One of them is using a variant on my screen name. He's OldPossum1 and if you examine his history it's nothing but a series of posts with him as the poster and he makes no other posts on FR.
He just uses FR to direct hits to his blog.
That may or may not be true ... but my original intent was to alert those who blindly already paid the 10% penalty they may be able to recoup that dough ...
This rule was in effect since last year .. I do not know about 2008.
The reason Americans have not saved is because we are taxed to death and hit with inflation. Some are taking money out of their 401k accounts now, because they think the government is going to confiscate the money. I would not be surprised.

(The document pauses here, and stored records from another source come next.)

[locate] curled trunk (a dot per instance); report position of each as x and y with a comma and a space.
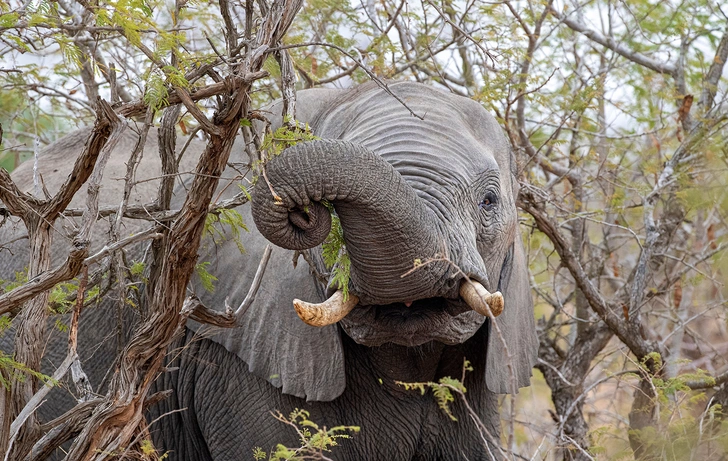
379, 212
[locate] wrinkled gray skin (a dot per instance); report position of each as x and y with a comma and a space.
404, 189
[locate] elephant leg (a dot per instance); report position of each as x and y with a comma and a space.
173, 421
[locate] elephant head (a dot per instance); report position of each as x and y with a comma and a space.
425, 206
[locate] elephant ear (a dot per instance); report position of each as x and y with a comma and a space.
302, 360
517, 327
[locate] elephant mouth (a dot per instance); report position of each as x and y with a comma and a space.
433, 319
450, 321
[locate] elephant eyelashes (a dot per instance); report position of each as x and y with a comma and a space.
488, 202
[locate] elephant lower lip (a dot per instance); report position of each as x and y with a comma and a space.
433, 319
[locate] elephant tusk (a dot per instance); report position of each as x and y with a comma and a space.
326, 313
481, 300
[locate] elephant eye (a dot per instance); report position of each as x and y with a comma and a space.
488, 202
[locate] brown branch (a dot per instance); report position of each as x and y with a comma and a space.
628, 333
230, 319
710, 82
140, 107
612, 44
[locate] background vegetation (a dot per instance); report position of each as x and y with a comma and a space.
617, 113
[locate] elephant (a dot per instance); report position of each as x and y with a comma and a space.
424, 186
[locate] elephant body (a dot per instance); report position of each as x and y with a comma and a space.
376, 162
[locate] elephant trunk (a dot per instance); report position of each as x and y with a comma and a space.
386, 226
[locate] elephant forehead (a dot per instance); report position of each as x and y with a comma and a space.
446, 140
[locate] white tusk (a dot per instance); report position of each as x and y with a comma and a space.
481, 300
326, 313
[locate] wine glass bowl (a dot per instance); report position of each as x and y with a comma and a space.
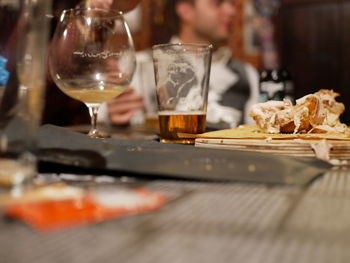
92, 57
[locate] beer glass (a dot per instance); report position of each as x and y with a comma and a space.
182, 80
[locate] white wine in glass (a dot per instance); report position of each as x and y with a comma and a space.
92, 57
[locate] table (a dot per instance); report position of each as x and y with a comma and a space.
206, 222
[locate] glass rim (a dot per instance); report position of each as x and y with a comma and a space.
112, 12
193, 45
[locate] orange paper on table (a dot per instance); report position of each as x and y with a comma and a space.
53, 215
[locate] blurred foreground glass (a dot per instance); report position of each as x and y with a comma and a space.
92, 58
182, 79
23, 41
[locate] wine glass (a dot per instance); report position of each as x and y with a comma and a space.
92, 57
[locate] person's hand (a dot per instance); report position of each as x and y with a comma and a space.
122, 108
121, 5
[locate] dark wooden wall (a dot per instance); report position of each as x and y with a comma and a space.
314, 43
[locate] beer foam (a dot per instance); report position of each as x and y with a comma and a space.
182, 113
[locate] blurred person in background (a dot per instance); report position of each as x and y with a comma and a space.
233, 84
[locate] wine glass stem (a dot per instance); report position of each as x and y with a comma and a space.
93, 110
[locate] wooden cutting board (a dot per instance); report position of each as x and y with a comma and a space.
250, 138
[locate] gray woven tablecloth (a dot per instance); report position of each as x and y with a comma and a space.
207, 222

Just finished mine off. Ate the penalty - paid the taxes. (Who really knows what the tax rate will be 10 to 20 years from now anyway?) Social Security rules seem to change annually and more banks are going under ever day. So I'm taking the loot now - while it's still there.
Do you know if it applies to a SEP account? I have some money in an account that I set up when I was self employed. I never rolled it over into my 401K that I have with my current employer. I have more than enough in the SEP to put a big down payment on a farm I have been thinking about.
Or maybe they're "get my money out before the democommies steal it" withdrawals.
I’m being flippant...
My father (WW II vet) reminded me that fascist government pigs and their “army” bleed and die like anyone else.
Carry on, FReeper...
My wife had lunch with a lady today who owns 3 real estate offices with her son and they were just warned by the banks that the second wave of foreclosures are coming. There were solid loans and not pie in the sky appraisals but the unemployment picture is hitting these families...
I’m a loan originator, so you can imagine what my days are like.
“Look to Argentina and you can see the future of 401Ks in the US. The fed govt will grab all of them in due time to sure up the Social Security system or whatever excuse they can come up with.”
The Democrats have introduced a bill that will raid your retirement savings. The bill is a stealth asset grab. John (please elongate the pronunciation) Kerry is a cosponsor. The Democrats are plotting to seize control of retirement assets.
If such a bill passes, it's time to invoke the second amendment for its intended purpose. Fire for effect.
What Good Can a Handgun Do Against An Army?
http://www.freerepublic.com/focus/f-backroom/2312894/posts
I stopped putting money in 401k’s years ago, they’re a scam, take that money and pay down your house, you’re never going to see a dime of your 401k folks.
So what comes after the house is paid off?